The Green Party’s Honore Kamegni was deemed elected in the city’s South East local electoral area on the 12th count.
Mr Kamegni, 46, a manager with An Post in Little Island who arrived in Ireland from Cameroon in 2002, moved to Cork in 2006, and became an Irish citizen in 2013, said that — despite being targeted by significant racist abuse on social media — the people he met on the campaign trail were always supportive.
“They wanted to see change, they wanted to see new faces, new ideas, and new energy,” he said.
The sustained racist online abuse began to ramp up earlier this year.
He said: “I was not used to this kind of reaction from people.
“When I first started getting it, I thought: ‘My God,what is happening?’ Then I said to myself that I don’t have to be affected by all of this.
“I have to continue my hard work and focus.
“I have been canvassing for 14 months. I have covered every corner of my ward, from the rural to the city. I have never spoken to any residents on the doorstep who were hostile to me.

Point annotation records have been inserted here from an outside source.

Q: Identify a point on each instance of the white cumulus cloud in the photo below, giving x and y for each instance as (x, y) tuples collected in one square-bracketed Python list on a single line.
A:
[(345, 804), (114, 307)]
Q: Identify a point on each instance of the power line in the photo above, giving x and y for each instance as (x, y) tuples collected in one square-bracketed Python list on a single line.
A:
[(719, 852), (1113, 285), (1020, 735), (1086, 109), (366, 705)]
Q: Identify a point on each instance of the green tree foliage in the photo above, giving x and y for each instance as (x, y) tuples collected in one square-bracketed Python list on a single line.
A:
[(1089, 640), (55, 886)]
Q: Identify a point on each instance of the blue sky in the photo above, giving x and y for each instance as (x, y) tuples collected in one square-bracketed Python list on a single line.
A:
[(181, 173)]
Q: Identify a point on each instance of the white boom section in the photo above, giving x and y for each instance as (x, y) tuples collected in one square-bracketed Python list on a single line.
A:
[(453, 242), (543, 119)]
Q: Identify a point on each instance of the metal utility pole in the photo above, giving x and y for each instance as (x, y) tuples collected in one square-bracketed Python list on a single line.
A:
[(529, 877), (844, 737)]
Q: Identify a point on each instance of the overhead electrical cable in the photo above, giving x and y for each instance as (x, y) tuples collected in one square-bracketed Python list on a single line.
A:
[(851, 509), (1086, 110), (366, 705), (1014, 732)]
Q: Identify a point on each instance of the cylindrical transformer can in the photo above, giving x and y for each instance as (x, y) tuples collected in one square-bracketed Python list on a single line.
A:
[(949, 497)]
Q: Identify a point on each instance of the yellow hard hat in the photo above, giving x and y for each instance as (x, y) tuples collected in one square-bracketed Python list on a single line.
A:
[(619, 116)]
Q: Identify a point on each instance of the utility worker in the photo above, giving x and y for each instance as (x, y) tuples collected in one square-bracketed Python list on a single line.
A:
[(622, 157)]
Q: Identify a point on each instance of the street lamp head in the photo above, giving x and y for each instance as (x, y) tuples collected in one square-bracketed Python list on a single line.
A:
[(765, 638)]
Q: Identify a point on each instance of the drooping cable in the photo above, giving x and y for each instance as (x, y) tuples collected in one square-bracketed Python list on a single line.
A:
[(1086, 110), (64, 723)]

“For me, there is no point in focusing on these people because you cannot fight people you cannot see or speak to.
“My message to those people today is the result – the response I’m getting from the election shows that people are rejecting their message.”
Independent Ireland’s Ken O’Flynn got the highest vote in the city, with 3,134 first-preference votes in the North East area, with a large surplus of 1,150 votes.

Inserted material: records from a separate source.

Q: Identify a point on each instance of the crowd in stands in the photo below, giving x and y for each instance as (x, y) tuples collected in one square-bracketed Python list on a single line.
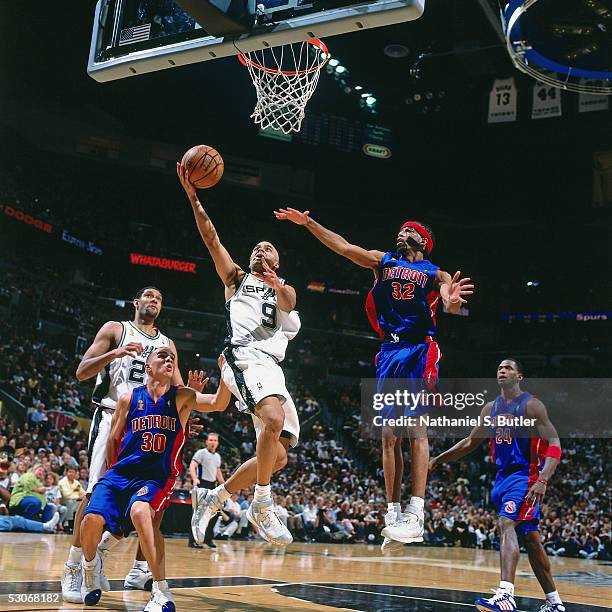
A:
[(331, 489)]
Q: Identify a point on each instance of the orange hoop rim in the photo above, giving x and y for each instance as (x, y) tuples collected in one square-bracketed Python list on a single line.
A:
[(315, 42)]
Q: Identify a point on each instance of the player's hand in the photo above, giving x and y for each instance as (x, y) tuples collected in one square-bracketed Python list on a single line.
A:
[(183, 175), (194, 427), (270, 276), (196, 380), (291, 214), (133, 349), (536, 493), (459, 288)]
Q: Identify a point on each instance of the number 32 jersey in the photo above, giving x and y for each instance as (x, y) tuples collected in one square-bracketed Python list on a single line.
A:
[(253, 319), (402, 304), (124, 375)]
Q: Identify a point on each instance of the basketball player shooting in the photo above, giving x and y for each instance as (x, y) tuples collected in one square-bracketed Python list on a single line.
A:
[(117, 359), (148, 431), (260, 323), (520, 484), (401, 307)]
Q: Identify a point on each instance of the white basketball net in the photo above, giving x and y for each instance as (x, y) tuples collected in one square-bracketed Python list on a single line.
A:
[(285, 78)]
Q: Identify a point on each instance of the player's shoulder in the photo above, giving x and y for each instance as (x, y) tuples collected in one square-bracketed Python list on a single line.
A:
[(535, 406), (111, 328), (488, 407)]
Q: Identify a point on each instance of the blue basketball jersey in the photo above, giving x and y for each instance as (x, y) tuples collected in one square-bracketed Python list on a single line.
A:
[(513, 449), (153, 437), (402, 303)]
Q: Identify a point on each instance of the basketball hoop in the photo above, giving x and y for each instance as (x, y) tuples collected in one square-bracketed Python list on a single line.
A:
[(285, 78)]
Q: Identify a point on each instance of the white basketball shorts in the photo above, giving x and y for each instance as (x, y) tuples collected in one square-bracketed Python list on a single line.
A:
[(98, 437), (251, 375)]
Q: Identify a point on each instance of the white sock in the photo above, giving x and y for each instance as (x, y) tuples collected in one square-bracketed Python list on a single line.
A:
[(108, 541), (222, 493), (263, 492), (416, 505), (507, 587), (75, 554)]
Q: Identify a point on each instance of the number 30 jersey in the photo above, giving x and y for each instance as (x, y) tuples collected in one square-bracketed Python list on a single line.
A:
[(253, 319), (123, 375), (151, 445)]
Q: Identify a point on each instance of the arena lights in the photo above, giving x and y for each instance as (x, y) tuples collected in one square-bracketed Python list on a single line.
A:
[(341, 74), (565, 45)]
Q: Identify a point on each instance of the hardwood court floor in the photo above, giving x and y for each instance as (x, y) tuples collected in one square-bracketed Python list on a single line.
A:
[(254, 576)]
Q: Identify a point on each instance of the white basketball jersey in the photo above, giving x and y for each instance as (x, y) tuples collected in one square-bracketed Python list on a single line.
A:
[(253, 319), (122, 375)]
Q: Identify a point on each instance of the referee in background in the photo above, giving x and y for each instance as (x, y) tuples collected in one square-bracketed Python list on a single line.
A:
[(205, 471)]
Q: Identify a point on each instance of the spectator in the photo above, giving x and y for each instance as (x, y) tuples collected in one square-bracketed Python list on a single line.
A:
[(72, 492), (28, 495), (53, 496), (18, 523)]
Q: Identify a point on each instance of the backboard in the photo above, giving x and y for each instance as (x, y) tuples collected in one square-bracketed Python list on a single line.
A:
[(132, 37)]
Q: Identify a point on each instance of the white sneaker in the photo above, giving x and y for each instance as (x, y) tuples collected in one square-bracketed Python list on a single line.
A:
[(408, 528), (205, 506), (138, 580), (51, 524), (104, 583), (90, 587), (161, 601), (262, 516), (71, 583), (502, 601), (389, 545)]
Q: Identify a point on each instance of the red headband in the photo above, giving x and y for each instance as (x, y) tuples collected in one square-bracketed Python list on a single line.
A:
[(422, 232)]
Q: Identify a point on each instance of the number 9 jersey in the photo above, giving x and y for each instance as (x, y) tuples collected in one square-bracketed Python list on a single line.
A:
[(123, 375)]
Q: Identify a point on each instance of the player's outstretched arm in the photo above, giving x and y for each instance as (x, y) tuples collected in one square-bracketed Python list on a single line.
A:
[(229, 272), (100, 354), (453, 290), (117, 427), (189, 399), (535, 409), (177, 378), (467, 445), (358, 255)]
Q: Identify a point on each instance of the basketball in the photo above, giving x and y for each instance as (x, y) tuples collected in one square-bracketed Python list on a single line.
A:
[(205, 166)]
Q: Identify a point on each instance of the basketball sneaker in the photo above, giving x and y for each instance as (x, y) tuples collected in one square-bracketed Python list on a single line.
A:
[(408, 528), (206, 504), (262, 516), (104, 583), (389, 545), (161, 599), (138, 579), (90, 587), (71, 583), (502, 601)]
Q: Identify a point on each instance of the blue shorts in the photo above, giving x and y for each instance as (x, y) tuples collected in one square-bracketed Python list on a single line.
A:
[(411, 367), (114, 494), (509, 498)]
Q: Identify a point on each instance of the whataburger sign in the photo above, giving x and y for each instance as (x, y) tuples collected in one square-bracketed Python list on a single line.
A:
[(176, 265), (19, 215)]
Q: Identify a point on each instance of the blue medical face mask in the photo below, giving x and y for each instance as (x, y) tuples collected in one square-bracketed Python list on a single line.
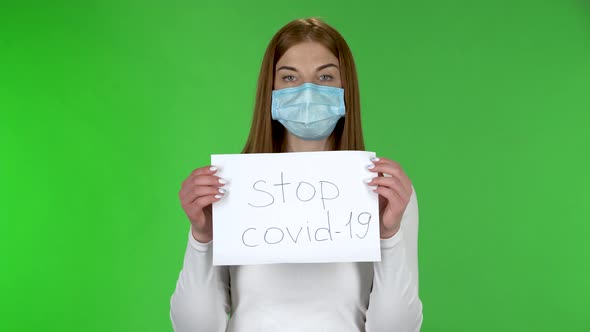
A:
[(308, 111)]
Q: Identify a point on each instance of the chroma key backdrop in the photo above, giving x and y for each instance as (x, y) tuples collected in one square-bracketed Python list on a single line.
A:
[(107, 106)]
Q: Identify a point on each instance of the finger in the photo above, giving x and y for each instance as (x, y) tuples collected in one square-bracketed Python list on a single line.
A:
[(391, 183), (384, 165), (212, 181), (205, 170), (199, 191), (391, 195), (194, 209)]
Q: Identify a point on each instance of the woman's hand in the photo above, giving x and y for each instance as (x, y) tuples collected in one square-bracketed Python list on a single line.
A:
[(394, 194), (198, 192)]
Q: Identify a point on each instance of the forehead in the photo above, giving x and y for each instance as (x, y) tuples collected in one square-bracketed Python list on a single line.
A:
[(305, 53)]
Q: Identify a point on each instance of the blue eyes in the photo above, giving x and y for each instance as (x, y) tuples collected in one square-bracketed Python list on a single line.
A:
[(291, 78)]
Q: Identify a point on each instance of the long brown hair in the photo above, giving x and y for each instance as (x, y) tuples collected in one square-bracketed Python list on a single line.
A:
[(267, 135)]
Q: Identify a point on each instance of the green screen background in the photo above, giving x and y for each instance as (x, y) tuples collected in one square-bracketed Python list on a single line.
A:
[(106, 106)]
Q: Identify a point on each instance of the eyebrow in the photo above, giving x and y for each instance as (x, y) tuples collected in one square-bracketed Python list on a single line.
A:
[(317, 69)]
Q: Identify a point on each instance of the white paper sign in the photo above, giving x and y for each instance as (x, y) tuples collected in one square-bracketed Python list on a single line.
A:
[(305, 207)]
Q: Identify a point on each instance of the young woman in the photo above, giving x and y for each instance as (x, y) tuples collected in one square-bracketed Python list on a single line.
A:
[(307, 61)]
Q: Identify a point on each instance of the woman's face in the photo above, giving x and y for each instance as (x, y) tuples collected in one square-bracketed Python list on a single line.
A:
[(307, 62)]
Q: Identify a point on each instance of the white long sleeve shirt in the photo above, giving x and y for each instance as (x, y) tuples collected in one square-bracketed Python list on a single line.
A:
[(342, 297)]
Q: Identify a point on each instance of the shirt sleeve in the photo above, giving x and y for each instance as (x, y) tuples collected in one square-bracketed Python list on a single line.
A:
[(394, 304), (201, 300)]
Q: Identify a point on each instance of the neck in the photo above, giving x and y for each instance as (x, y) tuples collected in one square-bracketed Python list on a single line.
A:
[(296, 144)]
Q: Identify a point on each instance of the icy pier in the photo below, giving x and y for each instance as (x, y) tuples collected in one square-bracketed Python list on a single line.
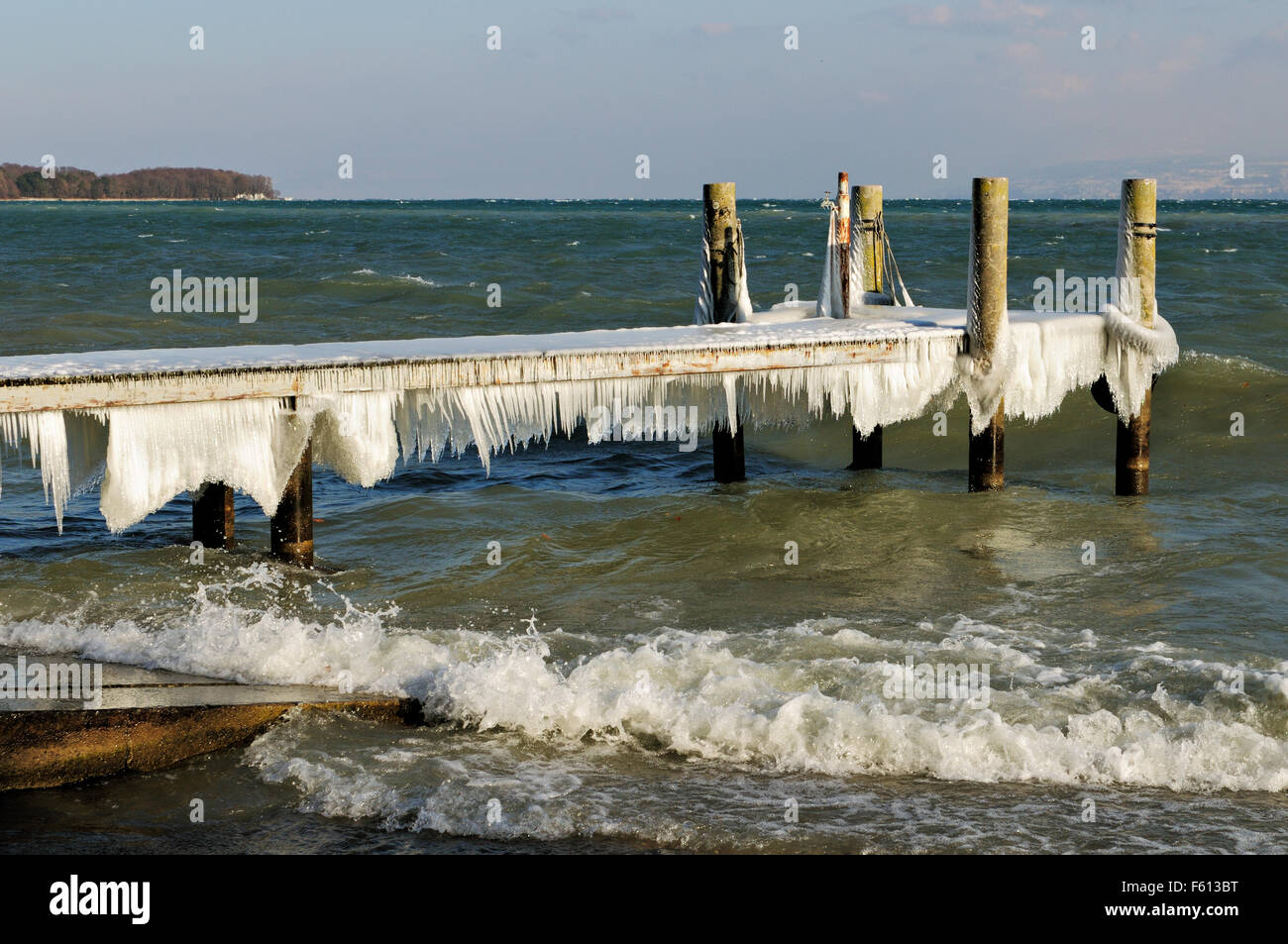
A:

“My message to the people for the last five years has been very, very simple. It’s about common-sense politics,” he said.
“As a gay man, married to a Spanish man, I don’t have a problem with foreign people coming in to our country.
“I am not protesting outside libraries or outside direct provision centres, I don’t believe that’s the right way to go.
“However, I am concerned about the management of all of this. I am deeply concerned about people entering the country who tear up their passports.”